東洋経済オンライン / 2023年12月11日 16時0分

百度は生成AIを応用したサービスを続々と投入している。写真は9月にリリースしたマーケティング支援プラットフォーム「軽舸」のウェブサイト

中国のインターネット検索最大手の百度(バイドゥ)は11月21日、2023年7~9月期の決算を発表した。同四半期の売上高は前年同期比6%増の344億4700万元(約7156億円)、非アメリカ会計基準(Non-GAAP)ベースの純利益は同23%増の72億6700元(約1510億円)と、増収増益を達成した。

【写真】中国のクラウドサービスは、アメリカ政府が発動したAI半導体の対中輸出規制強化の影響が懸念されている。写真は百度の本社ビル

百度の屋台骨を支えるオンライン広告事業は、7~9月期の売上高が197億元(約4093億円)と前年同期比5%増加。その結果、総売上高から子会社で動画配信大手の愛奇芸(iQIYI、アイチーイー)を除外した「コア事業売上高」に占めるオンライン広告の比率は74.3%に上昇した。

広告コピー案を2分間で100本

「わが社は大規模言語モデル(生成AI)を活用し、オンライン広告システムの再構築を進めている。生成AIによる広告コンテンツの自動作成やターゲティング(ユーザー情報の分析)サービスの導入で、10~12月期のオンライン広告事業に数億元(訳注:1億元=約20億円)の増収効果が期待できる」。百度の董事長兼CEO(最高経営責任者)を務める李彦宏氏は、決算説明会でそう述べた。

百度は独自開発した生成AI「文心一言(アーニー・ボット)」を基盤にした派生サービスを立て続けに投入しており、9月にはマーケティング支援プラットフォームの「軽舸(チングー)」をリリースした。広告コピーの文案100本をわずか2分間、(AIが生成した)バーチャルヒューマンの動画を5分間、それらを組み合わせた広告コンテンツを5分間で作成することができ、すでに1000社超の顧客企業が利用しているという。

7~9月期のコア事業売上高のうち、オンライン広告以外の売上高は69億元(約1433億円)と前年同期比6%増加した。注目すべきなのは、そこに含まれるクラウド事業の売上高が同2%の減収を記録したことを、李CEOが決算説明会で明らかにしたことだ。

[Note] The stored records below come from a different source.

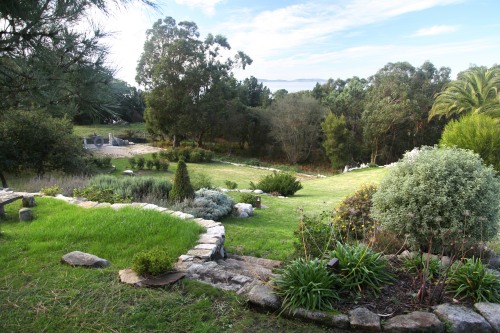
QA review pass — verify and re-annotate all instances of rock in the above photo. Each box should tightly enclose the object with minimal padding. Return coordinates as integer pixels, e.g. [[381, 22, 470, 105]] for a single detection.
[[118, 268, 144, 286], [384, 311, 444, 333], [434, 303, 493, 333], [23, 195, 36, 207], [62, 251, 111, 268], [248, 284, 281, 310], [234, 202, 253, 218], [293, 308, 349, 329], [349, 307, 380, 332], [19, 208, 33, 222], [474, 302, 500, 333]]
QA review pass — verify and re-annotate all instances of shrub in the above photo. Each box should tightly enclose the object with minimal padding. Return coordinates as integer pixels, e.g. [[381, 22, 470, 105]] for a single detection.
[[169, 160, 194, 202], [128, 157, 137, 169], [40, 186, 62, 197], [293, 212, 336, 258], [177, 189, 234, 221], [403, 254, 441, 280], [334, 184, 377, 239], [439, 114, 500, 172], [274, 259, 340, 312], [330, 242, 394, 295], [73, 186, 130, 204], [447, 257, 500, 303], [191, 172, 214, 191], [250, 171, 302, 196], [153, 159, 161, 171], [372, 147, 500, 253], [238, 193, 257, 207], [132, 249, 175, 276], [224, 180, 238, 190], [89, 175, 172, 201], [137, 157, 146, 170]]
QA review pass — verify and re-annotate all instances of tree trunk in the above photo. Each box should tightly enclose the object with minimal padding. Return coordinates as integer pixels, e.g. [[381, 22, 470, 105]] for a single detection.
[[0, 170, 9, 188]]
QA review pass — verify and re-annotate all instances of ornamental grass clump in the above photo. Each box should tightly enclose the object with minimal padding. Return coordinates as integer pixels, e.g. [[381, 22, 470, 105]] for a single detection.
[[372, 147, 500, 253], [333, 184, 377, 240], [274, 258, 340, 312], [447, 257, 500, 303], [329, 242, 394, 295]]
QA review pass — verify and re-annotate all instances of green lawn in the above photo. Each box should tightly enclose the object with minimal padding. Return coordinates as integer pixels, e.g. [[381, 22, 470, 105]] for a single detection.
[[0, 198, 336, 332]]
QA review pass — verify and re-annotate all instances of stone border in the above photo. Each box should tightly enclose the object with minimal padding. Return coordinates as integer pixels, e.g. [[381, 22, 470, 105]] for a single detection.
[[47, 194, 226, 262]]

クラウド事業のマイナス成長は、百度が2020年10~12月期に事業単独の業績を開示し始めて以来、これが初めてだ。その要因について李CEOは、中国各地の地方政府によるスマート・モビリティ・プロジェクトの需要の伸びが鈍化したためと説明した。

そんななか、百度は生成AIをクラウド事業の成長トレンド復帰の起爆剤にしようとしている。「伝統的なクラウド市場はすでに成熟しつつあり、今後の競争の焦点はAIコンピューティング能力に移る」。百度の執行副総裁(副社長に相当)でクラウド事業の責任者を務める沈抖氏は、決算説明会でそう述べた。

AI半導体禁輸の影響は「限定的」

中国のクラウド業界では、アメリカ政府が10月に強化した高性能AI半導体の対中輸出規制の影響に対する懸念が強まっている。それに関して、あるアナリストが決算説明会で質問すると、李CEOは「影響は限定的」としたうえで、自身の見方を次のように語った。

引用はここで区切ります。